$30
Introduction
Clustering is a process of identifying groupings (i.e. clusters) within the data. For example, the figure below shows three clusters of two-dimensional data points (X’s):
Clustering has many applications, including inferring population structures from genetic data, recognizing communities within social networks, or segmenting of customers for market research.

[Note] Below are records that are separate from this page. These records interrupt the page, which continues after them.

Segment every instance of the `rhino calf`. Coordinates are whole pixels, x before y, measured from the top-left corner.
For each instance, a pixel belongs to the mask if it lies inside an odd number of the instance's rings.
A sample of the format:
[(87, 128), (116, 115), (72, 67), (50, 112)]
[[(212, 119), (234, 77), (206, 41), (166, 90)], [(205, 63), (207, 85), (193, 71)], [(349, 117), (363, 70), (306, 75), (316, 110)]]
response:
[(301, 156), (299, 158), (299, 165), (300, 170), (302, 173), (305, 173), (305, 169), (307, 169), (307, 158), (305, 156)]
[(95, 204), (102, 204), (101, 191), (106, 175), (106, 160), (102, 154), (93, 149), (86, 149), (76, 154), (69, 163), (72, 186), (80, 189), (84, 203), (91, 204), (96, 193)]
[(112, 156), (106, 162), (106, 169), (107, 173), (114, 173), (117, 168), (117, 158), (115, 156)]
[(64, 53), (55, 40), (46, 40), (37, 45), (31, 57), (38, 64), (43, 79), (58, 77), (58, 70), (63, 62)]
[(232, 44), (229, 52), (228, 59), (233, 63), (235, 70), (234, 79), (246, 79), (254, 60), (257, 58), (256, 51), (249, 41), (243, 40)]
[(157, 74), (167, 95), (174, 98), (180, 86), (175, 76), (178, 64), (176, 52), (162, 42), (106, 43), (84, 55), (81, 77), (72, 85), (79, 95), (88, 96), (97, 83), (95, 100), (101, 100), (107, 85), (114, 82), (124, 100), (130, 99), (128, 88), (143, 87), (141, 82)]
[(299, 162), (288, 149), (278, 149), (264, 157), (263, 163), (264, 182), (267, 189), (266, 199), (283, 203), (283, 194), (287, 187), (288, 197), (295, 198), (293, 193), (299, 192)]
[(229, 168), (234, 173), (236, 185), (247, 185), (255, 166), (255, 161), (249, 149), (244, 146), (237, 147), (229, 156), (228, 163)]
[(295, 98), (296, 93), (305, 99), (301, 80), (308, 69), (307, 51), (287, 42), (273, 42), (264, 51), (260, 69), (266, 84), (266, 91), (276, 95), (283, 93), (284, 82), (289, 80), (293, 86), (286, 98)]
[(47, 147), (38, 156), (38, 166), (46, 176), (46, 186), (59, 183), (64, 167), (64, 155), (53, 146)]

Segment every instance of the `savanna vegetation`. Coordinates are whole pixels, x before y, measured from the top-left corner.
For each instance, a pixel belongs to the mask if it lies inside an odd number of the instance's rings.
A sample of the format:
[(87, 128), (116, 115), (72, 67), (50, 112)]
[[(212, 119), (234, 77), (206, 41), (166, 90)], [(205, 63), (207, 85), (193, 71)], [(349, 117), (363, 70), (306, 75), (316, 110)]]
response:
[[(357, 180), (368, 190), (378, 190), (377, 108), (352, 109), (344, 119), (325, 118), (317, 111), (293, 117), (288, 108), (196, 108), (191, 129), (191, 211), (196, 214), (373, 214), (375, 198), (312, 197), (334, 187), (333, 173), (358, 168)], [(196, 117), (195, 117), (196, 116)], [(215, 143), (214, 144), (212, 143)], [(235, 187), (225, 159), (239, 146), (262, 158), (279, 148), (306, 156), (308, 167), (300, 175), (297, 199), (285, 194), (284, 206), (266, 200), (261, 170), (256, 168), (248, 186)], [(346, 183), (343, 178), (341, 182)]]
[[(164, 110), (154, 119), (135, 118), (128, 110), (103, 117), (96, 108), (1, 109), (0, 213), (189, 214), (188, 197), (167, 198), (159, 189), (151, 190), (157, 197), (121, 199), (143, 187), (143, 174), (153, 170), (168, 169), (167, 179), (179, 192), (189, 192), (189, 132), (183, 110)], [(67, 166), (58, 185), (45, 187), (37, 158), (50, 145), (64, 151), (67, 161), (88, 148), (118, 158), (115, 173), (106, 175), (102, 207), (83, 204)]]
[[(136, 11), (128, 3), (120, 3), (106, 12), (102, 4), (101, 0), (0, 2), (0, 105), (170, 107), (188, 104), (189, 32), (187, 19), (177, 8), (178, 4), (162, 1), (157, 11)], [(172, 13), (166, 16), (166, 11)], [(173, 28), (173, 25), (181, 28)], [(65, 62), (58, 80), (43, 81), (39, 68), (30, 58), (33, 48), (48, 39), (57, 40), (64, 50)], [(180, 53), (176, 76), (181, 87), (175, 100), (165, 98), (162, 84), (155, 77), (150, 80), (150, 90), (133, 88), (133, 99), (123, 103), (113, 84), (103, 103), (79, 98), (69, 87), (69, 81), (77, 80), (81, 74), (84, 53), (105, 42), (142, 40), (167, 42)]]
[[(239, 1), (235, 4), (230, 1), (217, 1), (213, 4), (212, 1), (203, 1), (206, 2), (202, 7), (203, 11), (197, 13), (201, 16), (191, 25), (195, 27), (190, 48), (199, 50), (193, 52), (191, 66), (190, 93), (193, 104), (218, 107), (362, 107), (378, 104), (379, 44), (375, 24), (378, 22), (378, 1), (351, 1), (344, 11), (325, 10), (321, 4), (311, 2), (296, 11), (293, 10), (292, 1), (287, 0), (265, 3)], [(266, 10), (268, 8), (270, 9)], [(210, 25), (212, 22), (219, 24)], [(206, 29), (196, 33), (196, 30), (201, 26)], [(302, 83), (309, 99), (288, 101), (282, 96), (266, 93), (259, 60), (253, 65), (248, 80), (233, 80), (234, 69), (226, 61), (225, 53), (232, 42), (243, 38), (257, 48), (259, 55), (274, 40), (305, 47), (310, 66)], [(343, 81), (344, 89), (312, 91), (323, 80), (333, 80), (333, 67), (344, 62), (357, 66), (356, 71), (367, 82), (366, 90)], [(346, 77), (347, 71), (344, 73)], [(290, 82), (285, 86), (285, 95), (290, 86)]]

One of the most popular algorithms for performing clustering is the k-means method. The algorithm depends on the notion of distance between two points. For points with only one dimension (just single values), we can define the distance between two points 𝑝 and 𝑞 as
𝑑(𝑝, 𝑞) = |𝑝 − 𝑞|
The k-means algorithm will work by placing points into clusters and computing their centroids, which is defined as the average of the data points in the cluster. Specifically, the algorithm works as follows:
Pick k, the number of clusters.
Initialize clusters by picking one point (centroid) per cluster. For this assignment, you can pick the first k points as initial centroids for each corresponding cluster.
For each point, place it in the cluster whose current centroid it is nearest.
After all points are assigned, update the locations of centroids of the k clusters
Reassign all points to their closest centroid. This sometimes moves points between clusters.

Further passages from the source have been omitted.